Walt had already dipped his toes in the musicals genre with the release of Saludos Amigos and The Three Caballeros, both movies part of the promotional campaign for the Good Neighbor Policy. With the war raging on and a depleted staff due to the Army draft, desperate times called for desperate measures. In order to keep the studio thriving, Walt made a choice to feature totally unrelated animated segments set to campy and often cheerful music.

The film ran for a good 75 minutes, and included 10 separate segments telling different stories. Curiously, the movie poster advertised the content as “Happy Comedy Musical”, but the content of the segments raised a few eyebrows as the years went on. For example, one segment called “The Martin and the Coys” featured comedic gunplay that was later deemed inappropriate for children. Another segment called “All the Cats Join In” showed what is reported as “mild female nudity”. Understandably when this movie was re-released, these segments were edited for content, or scrubbed from the release all together for US and UK audiences. The Japanese release was left uncensored.

Fun & Fancy Free

In this 1947 film, we see the return of Jiminy Cricket hosting one of the two stories in the full length musical cartoon feature. Jiminy hosts the story “Bongo”, and the second story in the film is the Mickey led adventure and Walt’s take on Jack and the Beanstalk. This is also the last film where Walt voices Mickey Mouse himself. Although the film is mostly animated, some live action shots were added in between stories, and the film ran for 73 minutes.

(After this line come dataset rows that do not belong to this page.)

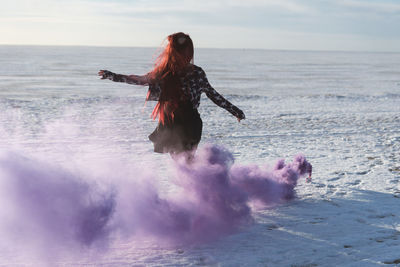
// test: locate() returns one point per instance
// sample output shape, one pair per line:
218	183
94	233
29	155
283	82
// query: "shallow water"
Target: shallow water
340	109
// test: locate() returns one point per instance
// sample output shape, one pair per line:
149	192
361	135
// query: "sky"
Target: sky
344	25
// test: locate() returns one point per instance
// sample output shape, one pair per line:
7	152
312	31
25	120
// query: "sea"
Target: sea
341	110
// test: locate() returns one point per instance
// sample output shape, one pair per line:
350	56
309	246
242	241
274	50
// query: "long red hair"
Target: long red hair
168	66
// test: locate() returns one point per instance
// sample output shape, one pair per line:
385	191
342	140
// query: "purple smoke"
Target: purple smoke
56	206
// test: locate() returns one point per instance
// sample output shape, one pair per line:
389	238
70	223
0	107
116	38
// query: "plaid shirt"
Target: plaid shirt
194	83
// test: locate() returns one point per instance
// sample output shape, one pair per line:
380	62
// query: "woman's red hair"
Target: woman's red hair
169	65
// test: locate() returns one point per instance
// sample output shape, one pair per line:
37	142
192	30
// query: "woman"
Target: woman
177	85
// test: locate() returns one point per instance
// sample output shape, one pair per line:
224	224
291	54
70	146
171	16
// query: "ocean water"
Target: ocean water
340	109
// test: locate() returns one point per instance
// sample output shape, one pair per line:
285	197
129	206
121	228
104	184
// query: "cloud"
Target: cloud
146	23
375	6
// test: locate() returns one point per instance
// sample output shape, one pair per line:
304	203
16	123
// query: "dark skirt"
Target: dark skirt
181	134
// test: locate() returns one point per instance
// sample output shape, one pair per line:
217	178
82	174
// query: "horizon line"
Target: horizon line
221	48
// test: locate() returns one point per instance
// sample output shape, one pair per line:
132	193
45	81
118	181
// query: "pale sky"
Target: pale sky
354	25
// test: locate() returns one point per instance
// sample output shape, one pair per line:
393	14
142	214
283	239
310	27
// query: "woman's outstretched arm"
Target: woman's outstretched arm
219	99
131	79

The revenue generated from this film and three other animated musicals helped fund future films such as Cinderella, Alice in Wonderland, and Peter Pan. The war really put the studio in a tail spin, and Walt was feeling the effects both in the lack of substantive animated content, and also from harsh movie critics. This movie was rated as mediocre at best.

While researching this film, I came across some interesting information on its existence as a package film. Originally, Bongo and Mickey and the Beanstalk were supposed to be released as stand alone films. Both were started in the early 40s, and the Beanstalk movie was originally titled The Legend of Happy Valley. It was started after Dumbo’s release, and the production moved relatively quickly with 50 minutes of completed animation within 6 months. It was tabled due to World War II, and production on Bongo picked up. The story was originally pitched as a sequel to Dumbo, but was never greenlighted as such. After the bombing of Pearl Harbor, the US military took control of Walt’s studio to produce war propaganda, and the project was shelved. Finances and the lack of sophisticated animation forced Walt to use these two stories as a package film.

Melody Time

If you’re looking for a film that appeals to the senses like Fantasia, this movie is it. Considered the “kid sister” film to Fantasia, Melody Time combined live action and animation into 75 entertaining minutes broken into 7 segments. Although don’t be fooled, the artistry of this film lacks what Fantasia brought audiences years prior.

Walt took seven stories and reimagined them with bright and fantastic new characters all while setting the scene to a jovial score. There are some guest spots from beloved newcomers such as Jose Carioca in the samba segment also featuring Donald Duck.

This would be one of the true final package films the studio would put out where none of the stories had any bearing on one another to progress the movie. In later releases, the movie was edited to remove smoking and other portrayals of questionable behavior by animated characters.

Interesting enough, although the movie was underrated and received negative reviews, real Disney buffs will be able to point out some of Melody Time’s memorable memorabilia hidden around Disney parks and resorts. Here are a few tidbits to bump up your Disney expertise; there are references to the Pecos Bill animation in Magic Kingdom, a mural of Jose Carioca is painted on the ceiling of World of Disney (pre-refurbishment), and a script for the movie is housed at the All-Star Movies resort. Little nods to the history of Walt Disney Studios.

Tell us Main Streeters, how many of you have seen these films? Are there any more hidden nods to them around the park? Share with us!